New NMR Crystallography Approaches for Structure Determination of Difficult-to-Characterize Materials

用于难以表征材料结构测定的新核磁共振晶体学方法

• 批准号: RGPIN-2016-03836
• 负责人: Brouwer, Darren
• 金额: $ 2.19万
• 依托单位: Redeemer University College
• 依托单位国家: 加拿大
• 项目类别: Discovery Grants Program - Individual
• 财政年份: 2016
• 资助国家: 加拿大
• 起止时间: 2016-01-01 至 2017-12-31
• 项目状态: 已结题
• 来源: https://www.nserc-crsng.gc.ca/ase-oro/Details-Detailles_eng.asp?id=614660
• 关键词: New; NMR; Crystallography; Approaches; Structure

An important aspect of chemistry and materials science is understanding the relationship between the function of a molecule or a material and its structure at the molecular level. Such knowledge not only satisfies the fundamental curiosity of scientists by understanding how and why things work, but enables the design of molecules and materials that can be used for specific purposes, often to great benefit to the wider society. There are a number of research tools at the disposal of today's chemistry and materials science researchers, however many materials present significant challenges for their structural characterization. The aim of this research program is to develop integrated approaches to structure determination of solid materials in which solid-state nuclear magnetic resonance (NMR) spectroscopy will be combined with the complementary tools of X-ray diffraction (XRD), computational chemistry, and other methods in a synergistic fashion. Such integrated strategies for the structure determination of materials is the philosophy behind an emerging field of research referred to as "NMR crystallography". By developing fully integrated structure determination strategies, a more detailed understanding of a material's structure (and its relationship to its function) will emerge than if a single characterization tool is employed. It is anticipated that the structures of important materials (zeolites, pharmaceuticals, self-assembling supramolecular materials, fuel cell and battery materials, etc) whose structures have thus far eluded characterization will be determined, providing new information for understanding the structure-function relationship of these materials.

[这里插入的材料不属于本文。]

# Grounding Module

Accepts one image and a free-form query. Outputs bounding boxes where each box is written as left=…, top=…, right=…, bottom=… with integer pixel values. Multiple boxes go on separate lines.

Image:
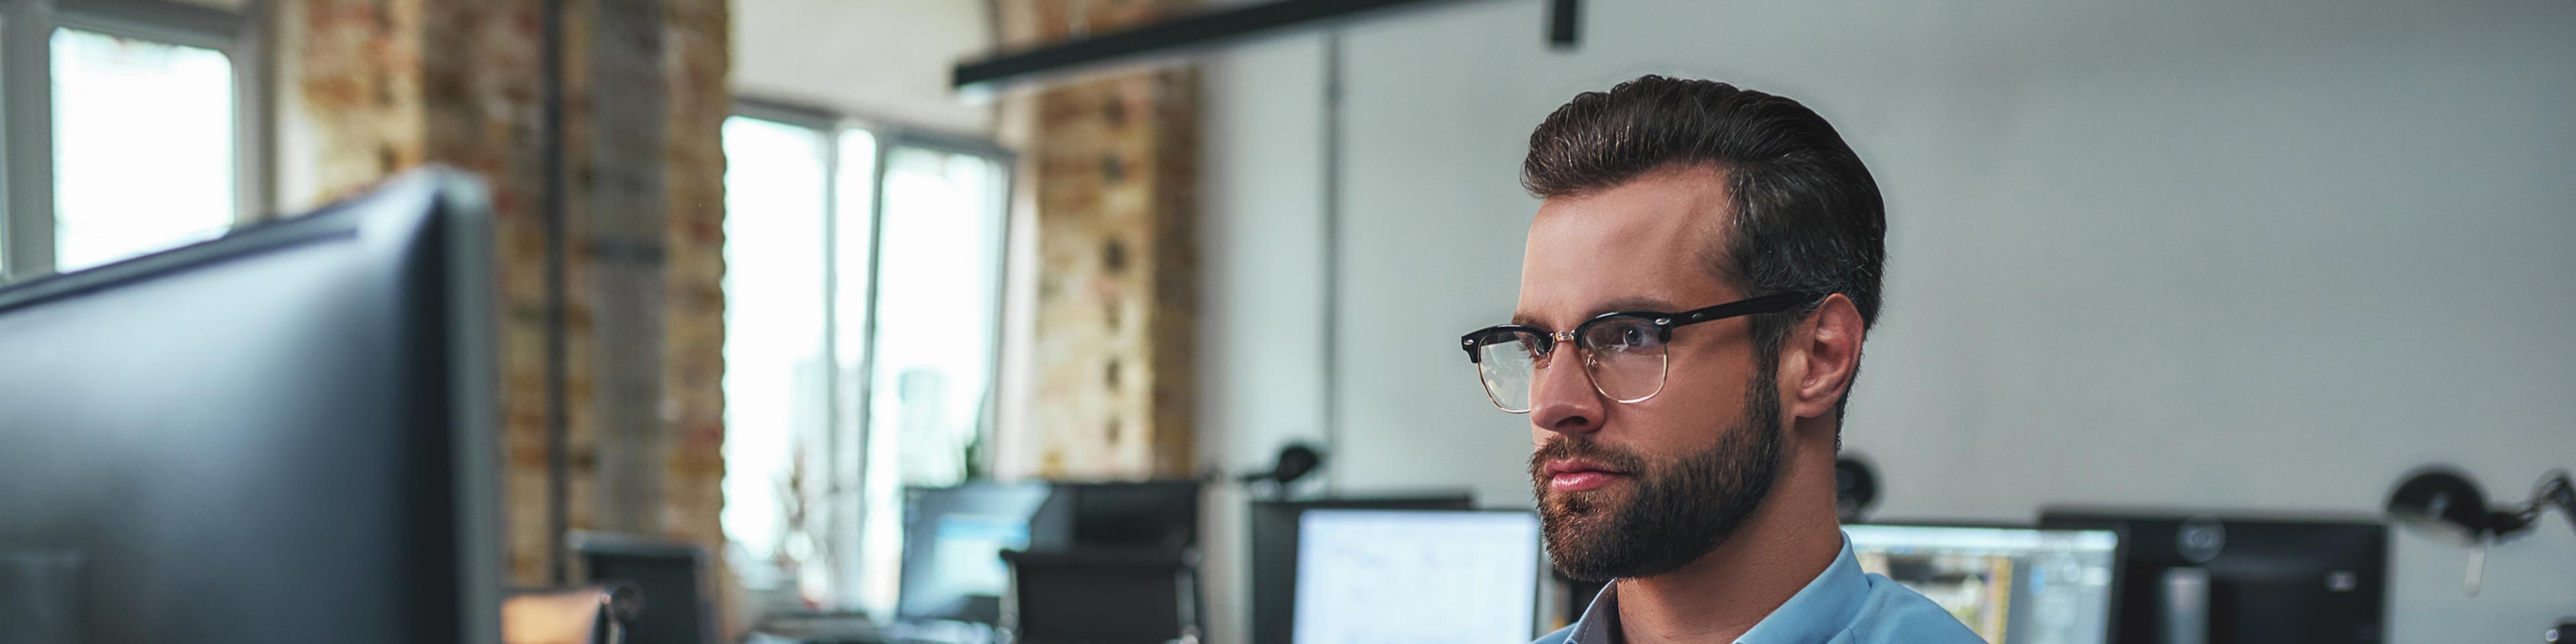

化学和材料科学的一个重要方面是在分子水平上理解分子或材料的功能与其结构之间的关系。这些知识不仅满足了科学家的基本好奇心，了解了事物如何以及为什么工作，而且能够设计出可用于特定目的的分子和材料，通常对更广泛的社会有很大的好处。当今的化学和材料科学研究人员可以使用许多研究工具，但许多材料对其结构表征提出了重大挑战。该研究计划的目的是开发固体材料结构测定的综合方法，其中固态核磁共振（NMR）光谱将与X射线衍射（XRD），计算化学和其他方法的互补工具相结合。这种用于确定材料结构的综合策略是被称为“NMR晶体学”的新兴研究领域背后的哲学。通过开发完全集成的结构测定策略，将比采用单一表征工具更详细地了解材料的结构（及其与功能的关系）。可以预见，一些重要的材料（沸石、药物、自组装超分子材料、燃料电池和电池材料等）的结构将被确定，这些材料的结构将为理解这些材料的结构-功能关系提供新的信息。